I can hear my dad now, grumbling at my mother, raising his voice a little in frustration, and her raising her voice in response. Yeah, now I remember that. 

I focus on the journal page again, and I’m tempted to add something about how stubborn isn’t good, it’s great, it’s important, and how picking my battles is something my sisters always did well, how younger me could learn from them—the groundings compliance gambit is right out of their playbook—but as I lift the pencil to the page, I’m swept back out of this moment, and tumble away. 

Shit, I think, and a new set of memories does ripple through me. I… did take my advice. I stopped fighting every stupid rule. That didn’t mean I didn’t fight, or lost my stubbornness: but I did learn to channel it, and use it to fight the really wrong stuff. That gym teacher who assaulted me, Mr. Boechler? I walked out of class, went to the principal to report it. He never got promoted to principal of a rural school. When Mr McKay scrawled insuting abuse all over the back of one of my exams, because I drew a jokey cartoon on it while waiting for the rest of the class to answer the questions? I demanded an apology in the Principal’s Office, and got one, and he never dared shit on me again. 

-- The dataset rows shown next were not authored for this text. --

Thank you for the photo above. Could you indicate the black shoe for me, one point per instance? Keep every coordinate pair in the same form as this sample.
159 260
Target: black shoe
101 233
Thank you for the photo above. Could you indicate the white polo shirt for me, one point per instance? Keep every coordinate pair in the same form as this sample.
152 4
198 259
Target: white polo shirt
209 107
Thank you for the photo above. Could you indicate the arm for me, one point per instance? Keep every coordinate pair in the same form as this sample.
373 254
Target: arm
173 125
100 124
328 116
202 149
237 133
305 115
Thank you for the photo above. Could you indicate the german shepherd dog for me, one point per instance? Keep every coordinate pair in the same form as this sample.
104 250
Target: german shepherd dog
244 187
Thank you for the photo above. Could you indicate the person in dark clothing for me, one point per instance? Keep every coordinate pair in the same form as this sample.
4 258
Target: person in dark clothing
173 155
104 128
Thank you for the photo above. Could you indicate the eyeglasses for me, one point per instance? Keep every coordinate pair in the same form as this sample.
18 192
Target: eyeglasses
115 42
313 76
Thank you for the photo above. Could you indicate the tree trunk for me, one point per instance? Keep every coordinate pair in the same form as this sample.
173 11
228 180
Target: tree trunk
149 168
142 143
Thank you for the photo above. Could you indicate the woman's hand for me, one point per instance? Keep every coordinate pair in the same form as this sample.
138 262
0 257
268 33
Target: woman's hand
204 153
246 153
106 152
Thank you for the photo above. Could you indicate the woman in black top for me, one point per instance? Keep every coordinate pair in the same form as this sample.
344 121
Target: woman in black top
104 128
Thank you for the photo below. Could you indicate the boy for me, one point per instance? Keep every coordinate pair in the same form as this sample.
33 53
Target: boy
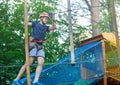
39 30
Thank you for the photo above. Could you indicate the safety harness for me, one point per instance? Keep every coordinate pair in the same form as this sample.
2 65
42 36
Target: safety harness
37 43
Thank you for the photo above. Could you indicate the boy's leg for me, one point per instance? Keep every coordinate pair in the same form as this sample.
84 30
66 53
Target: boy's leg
39 68
23 68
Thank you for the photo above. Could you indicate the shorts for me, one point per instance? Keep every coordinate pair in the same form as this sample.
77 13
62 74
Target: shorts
36 51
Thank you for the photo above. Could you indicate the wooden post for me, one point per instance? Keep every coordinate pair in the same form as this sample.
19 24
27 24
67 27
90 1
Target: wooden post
71 34
81 66
104 62
26 42
116 29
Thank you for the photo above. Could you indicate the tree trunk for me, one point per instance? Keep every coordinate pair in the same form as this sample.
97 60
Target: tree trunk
95 17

Even protesting became riskier for me—it was made clear, in Korean, that I’d be deported if I took political action of any kind as a foreigner—I still carried these lessons with me, laughing and doing what I knew was right even when some ignorant man in a cheap suit ordered me to do something stupider and worse instead. Campus administrators? Lost and confused. Government bureaucrats? Same. In-laws? You cannot win an argument with anxiety, worry, and frustration.

I still fought battles—more than I had previously—but picking them more carefully saved me pain and heartache… and saved my energy for the battles that mattered. 

As I tumble outside of time, these new memories searing themselves into my brain, I find myself laughing at how simple it was, and how big a chance it actually achieved. Man… if only someone had been around to tell me this stuff the first time around.